Le scarabée japonais
Superbe coléoptère, le scarabée japonais («Popillia japonica») a étrangement épargné le Japon, son pays d’origine, mais il fait des ravages aux Etats-Unis, puis en Europe à partir des Açores. Classé «organisme de quarantaine prioritaire», il est traqué. En Suisse, toute observation doit être signalée à la police phytosanitaire de son canton. Cet insatiable glouton impacte «tout ce qui est cultivé, notamment la vigne», confie Daniel Cherix. Capturé une première fois au Tessin en 2017, il y a fait d’«énormes dégâts». En 2023, deux foyers d’infestation ont été jugulés en Valais, mais «Popillia japonica» y est toujours présent. «Empêcher sa diffusion sera très compliqué, affirme Daniel Cherix.

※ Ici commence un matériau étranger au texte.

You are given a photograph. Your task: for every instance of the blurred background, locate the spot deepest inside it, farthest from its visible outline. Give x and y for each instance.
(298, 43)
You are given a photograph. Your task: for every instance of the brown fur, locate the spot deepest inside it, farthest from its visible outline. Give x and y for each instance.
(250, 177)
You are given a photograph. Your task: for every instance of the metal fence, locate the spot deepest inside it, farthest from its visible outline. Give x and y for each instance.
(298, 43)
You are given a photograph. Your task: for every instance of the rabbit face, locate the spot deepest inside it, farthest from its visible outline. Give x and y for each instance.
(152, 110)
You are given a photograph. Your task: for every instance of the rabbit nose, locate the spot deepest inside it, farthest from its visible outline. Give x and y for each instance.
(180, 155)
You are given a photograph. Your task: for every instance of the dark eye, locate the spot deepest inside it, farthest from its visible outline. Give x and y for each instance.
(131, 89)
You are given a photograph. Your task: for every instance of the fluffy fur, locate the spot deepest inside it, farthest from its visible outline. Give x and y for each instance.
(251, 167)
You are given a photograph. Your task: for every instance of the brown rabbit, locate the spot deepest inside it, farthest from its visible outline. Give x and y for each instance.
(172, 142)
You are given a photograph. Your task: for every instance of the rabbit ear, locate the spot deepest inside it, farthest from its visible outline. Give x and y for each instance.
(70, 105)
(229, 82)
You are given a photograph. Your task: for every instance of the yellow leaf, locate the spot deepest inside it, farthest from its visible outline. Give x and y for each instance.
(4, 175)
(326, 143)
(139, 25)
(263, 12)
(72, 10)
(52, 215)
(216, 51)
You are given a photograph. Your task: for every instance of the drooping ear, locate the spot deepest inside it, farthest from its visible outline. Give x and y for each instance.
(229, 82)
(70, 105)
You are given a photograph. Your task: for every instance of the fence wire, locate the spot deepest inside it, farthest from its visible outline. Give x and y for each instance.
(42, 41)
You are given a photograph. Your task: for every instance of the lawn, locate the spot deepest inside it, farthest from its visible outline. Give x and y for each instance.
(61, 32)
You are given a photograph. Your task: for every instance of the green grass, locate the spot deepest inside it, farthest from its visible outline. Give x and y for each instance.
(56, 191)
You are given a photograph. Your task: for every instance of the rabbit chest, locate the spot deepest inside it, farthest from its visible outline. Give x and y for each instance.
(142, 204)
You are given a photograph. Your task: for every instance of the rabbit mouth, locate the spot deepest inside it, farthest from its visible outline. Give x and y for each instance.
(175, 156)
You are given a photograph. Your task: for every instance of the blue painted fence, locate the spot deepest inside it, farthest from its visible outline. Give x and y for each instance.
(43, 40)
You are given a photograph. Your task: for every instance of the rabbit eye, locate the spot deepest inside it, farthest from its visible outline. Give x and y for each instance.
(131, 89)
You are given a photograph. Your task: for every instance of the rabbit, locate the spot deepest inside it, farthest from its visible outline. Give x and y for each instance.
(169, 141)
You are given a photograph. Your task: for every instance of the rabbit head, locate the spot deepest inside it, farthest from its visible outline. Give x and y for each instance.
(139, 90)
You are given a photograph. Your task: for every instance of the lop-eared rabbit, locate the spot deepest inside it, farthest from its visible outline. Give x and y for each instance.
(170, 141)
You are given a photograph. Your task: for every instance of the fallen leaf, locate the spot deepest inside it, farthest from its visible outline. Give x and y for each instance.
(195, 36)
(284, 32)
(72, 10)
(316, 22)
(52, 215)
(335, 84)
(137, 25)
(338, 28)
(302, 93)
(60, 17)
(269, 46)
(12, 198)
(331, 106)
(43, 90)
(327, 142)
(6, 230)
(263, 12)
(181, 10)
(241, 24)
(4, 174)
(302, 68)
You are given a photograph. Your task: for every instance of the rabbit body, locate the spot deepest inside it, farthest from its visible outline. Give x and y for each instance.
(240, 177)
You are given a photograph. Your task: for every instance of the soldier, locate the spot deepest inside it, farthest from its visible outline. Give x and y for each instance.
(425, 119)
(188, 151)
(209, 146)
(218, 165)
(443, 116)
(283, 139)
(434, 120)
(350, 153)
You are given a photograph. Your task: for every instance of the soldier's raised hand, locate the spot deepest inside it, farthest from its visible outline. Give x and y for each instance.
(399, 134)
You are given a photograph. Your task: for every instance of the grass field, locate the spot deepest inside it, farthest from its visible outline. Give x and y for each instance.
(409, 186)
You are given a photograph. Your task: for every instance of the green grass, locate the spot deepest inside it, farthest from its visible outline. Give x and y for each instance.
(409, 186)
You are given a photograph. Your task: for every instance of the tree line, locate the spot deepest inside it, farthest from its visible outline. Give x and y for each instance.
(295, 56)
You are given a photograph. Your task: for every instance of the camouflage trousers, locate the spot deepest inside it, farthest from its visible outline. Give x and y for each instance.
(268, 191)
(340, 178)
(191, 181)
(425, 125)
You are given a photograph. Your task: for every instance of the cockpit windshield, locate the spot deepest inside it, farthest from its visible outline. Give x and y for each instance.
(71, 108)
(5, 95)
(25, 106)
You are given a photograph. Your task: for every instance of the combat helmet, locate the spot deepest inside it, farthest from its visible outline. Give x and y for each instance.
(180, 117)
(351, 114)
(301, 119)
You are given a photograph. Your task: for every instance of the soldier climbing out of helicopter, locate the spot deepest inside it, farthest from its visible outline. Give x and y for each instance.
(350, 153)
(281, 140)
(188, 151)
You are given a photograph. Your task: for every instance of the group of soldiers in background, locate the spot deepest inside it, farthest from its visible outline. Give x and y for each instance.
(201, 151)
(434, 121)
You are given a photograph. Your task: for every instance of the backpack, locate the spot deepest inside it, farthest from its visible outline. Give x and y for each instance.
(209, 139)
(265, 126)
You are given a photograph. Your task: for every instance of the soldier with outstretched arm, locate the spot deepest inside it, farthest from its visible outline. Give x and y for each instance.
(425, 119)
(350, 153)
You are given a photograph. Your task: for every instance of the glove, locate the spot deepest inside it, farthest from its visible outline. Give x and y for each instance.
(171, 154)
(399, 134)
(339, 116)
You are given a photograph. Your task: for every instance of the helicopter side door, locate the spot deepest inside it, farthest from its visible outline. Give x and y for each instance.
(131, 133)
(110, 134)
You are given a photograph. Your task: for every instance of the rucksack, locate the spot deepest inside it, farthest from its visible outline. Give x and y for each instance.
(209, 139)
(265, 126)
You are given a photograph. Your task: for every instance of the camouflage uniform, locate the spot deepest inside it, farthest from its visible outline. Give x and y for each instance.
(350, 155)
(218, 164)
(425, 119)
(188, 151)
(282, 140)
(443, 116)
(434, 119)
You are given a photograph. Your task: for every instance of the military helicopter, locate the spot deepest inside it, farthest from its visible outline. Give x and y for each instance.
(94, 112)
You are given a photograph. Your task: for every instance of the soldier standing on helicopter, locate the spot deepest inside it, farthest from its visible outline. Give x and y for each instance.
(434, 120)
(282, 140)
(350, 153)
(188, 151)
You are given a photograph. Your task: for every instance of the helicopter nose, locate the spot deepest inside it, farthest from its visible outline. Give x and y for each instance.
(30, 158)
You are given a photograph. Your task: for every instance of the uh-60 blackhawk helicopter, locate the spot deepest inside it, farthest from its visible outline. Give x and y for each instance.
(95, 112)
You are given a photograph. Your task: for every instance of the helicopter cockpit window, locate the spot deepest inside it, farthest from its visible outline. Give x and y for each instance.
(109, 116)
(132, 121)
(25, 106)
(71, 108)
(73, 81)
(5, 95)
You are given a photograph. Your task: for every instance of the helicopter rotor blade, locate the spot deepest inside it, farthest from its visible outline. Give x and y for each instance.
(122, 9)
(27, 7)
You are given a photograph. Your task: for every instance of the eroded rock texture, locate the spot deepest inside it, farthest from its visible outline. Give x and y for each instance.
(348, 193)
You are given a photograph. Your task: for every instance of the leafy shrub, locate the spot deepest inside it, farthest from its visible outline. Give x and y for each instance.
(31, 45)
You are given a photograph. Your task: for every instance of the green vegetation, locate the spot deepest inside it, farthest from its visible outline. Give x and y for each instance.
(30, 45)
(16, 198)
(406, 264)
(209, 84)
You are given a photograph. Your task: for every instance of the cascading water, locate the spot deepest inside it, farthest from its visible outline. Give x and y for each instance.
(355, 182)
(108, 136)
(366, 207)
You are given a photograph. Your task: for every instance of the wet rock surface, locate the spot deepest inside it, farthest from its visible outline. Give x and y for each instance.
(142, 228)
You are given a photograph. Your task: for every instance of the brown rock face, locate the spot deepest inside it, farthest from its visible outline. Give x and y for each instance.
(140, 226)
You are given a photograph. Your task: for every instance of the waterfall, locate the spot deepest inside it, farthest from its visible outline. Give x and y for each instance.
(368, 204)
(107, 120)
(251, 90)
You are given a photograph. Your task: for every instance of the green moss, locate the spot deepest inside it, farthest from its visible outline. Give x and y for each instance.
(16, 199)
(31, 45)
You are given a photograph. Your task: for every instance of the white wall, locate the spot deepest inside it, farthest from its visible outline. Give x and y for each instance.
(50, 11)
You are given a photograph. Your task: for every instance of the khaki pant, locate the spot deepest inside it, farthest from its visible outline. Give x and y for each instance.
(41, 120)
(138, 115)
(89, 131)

Un char de paille, un camion, un train et... il avance!» Les Agroscopes sont vent debout. «Près de Kloten, l’artillerie lourde a été engagée pour l’éliminer.» Une méthode de lutte biologique, utilisant des champignons entomopathogènes, semble prometteuse, mais à Bâle, ville et campagne, on a dû se résoudre à traiter d’urgence.